- REUTERS/Carlos Barria
White House budget director Mick Mulvaney issued a reminder for administration officials thinking about flying on private jets conduct government business.
Mick Mulvaney sent a letter on Friday telling officials to think twice before rounding up private air travel on the taxpayer’s dime: “Government-owned, rented, leased, or chartered aircraft should not be used for travel by Government employees, except with specific justification,” the letter from Mulvaney read, citing existing guidelines that have been on the books since the early 1990s.
Mulvaney said that beyond those rules, the heads of all executive departments and agencies should remember that the money they spend comes out of US taxpayers’ pockets. “We thus owe it to the taxpayer to work as hard managing that money wisely as the taxpayer must do to earn it in the first place,” Mulvaney’s letter read.
The letter comes after health secretary Tom Price resigned on Friday amid a growing scandal over his use of private and military planes, on which he traveled for government business. The roughly two-dozen domestic private flights Price reportedly took in the last few months have cost US taxpayers $400,000, according to Politico, which first broke the news of Price’s travel habits.
Sen. Chuck Grassley, chairman of the Senate Judiciary Committee, echoed Mulvaney’s warnings to be mindful of taxpayer dollars in his own statement Friday, but the Iowa congressman went a step further: “It’s not just the cost of flights,” Grassley said.

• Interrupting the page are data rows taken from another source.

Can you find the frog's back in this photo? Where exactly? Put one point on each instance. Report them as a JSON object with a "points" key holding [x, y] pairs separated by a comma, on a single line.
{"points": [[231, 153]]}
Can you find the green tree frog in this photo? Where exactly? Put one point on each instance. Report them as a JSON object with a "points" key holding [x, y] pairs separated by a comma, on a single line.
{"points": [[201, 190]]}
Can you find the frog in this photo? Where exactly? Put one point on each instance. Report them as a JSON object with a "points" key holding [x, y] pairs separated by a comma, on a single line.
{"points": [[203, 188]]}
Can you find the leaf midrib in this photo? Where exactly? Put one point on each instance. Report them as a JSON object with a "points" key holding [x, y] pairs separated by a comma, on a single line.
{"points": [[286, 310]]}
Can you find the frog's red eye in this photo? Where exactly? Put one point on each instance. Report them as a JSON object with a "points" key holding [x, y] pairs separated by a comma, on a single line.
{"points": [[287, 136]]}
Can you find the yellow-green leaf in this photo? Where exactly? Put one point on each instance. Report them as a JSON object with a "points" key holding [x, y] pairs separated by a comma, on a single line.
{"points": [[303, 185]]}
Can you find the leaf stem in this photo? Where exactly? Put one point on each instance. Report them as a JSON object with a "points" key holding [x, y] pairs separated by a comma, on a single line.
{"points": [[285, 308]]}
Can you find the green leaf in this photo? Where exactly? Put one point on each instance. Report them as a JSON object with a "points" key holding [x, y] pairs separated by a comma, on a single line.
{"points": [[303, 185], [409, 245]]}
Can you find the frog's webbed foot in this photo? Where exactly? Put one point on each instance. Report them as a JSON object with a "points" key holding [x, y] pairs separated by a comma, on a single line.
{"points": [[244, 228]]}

“It’s also whether attending a conference or a meeting overseas and planning a vacation around those events is in the public’s best interest.” That was an apparent reference to US Treasury Secretary Steve Mnuchin who watched the solar eclipse at Fort Knox while traveling in Kentucky with Mitch McConnell in August. Since then, other Trump administration officials have been scrutinized for their air-travel habits as well.
President Donald Trump indicated this week that he was “not happy” about the “optics” of Price’s private private-plane use. Price had said he would reimburse the government about $52,000 for his seat on the private domestic flights.

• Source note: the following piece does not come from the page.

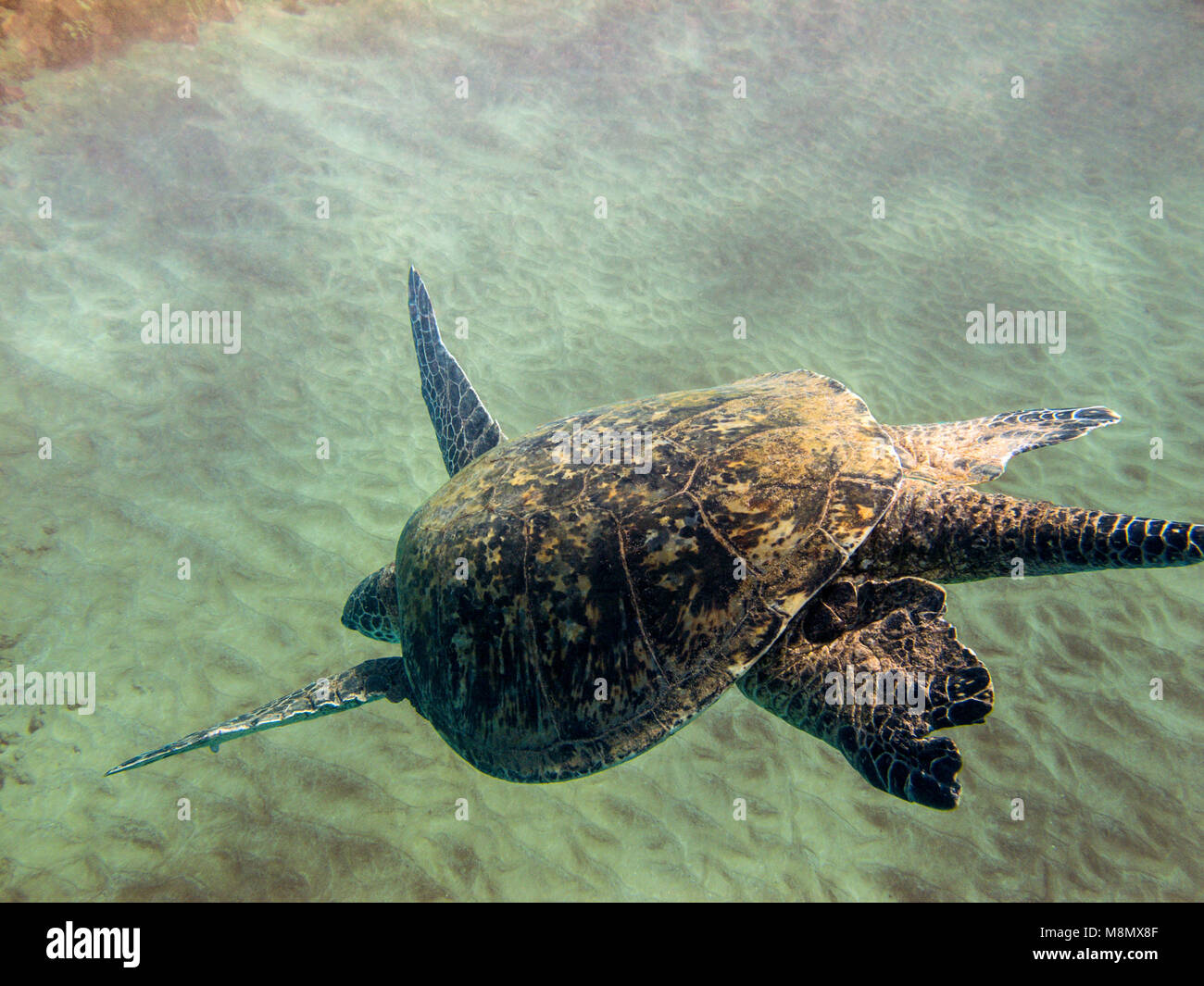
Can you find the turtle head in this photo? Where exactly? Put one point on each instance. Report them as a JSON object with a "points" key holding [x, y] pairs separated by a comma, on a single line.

Price’s demise apparently had more to do with his overall record in President Donald Trump’s administration. The flight scandal was just the last straw, according to a new report from Politico published Friday night.
The health secretary’s personal stock within the administration had waned significantly in recent months following repeated failed congressional attempts to repeal and replace Obamacare, a signature Trump campaign proposal that so far remains unfulfilled nearly one year into Trump’s first term.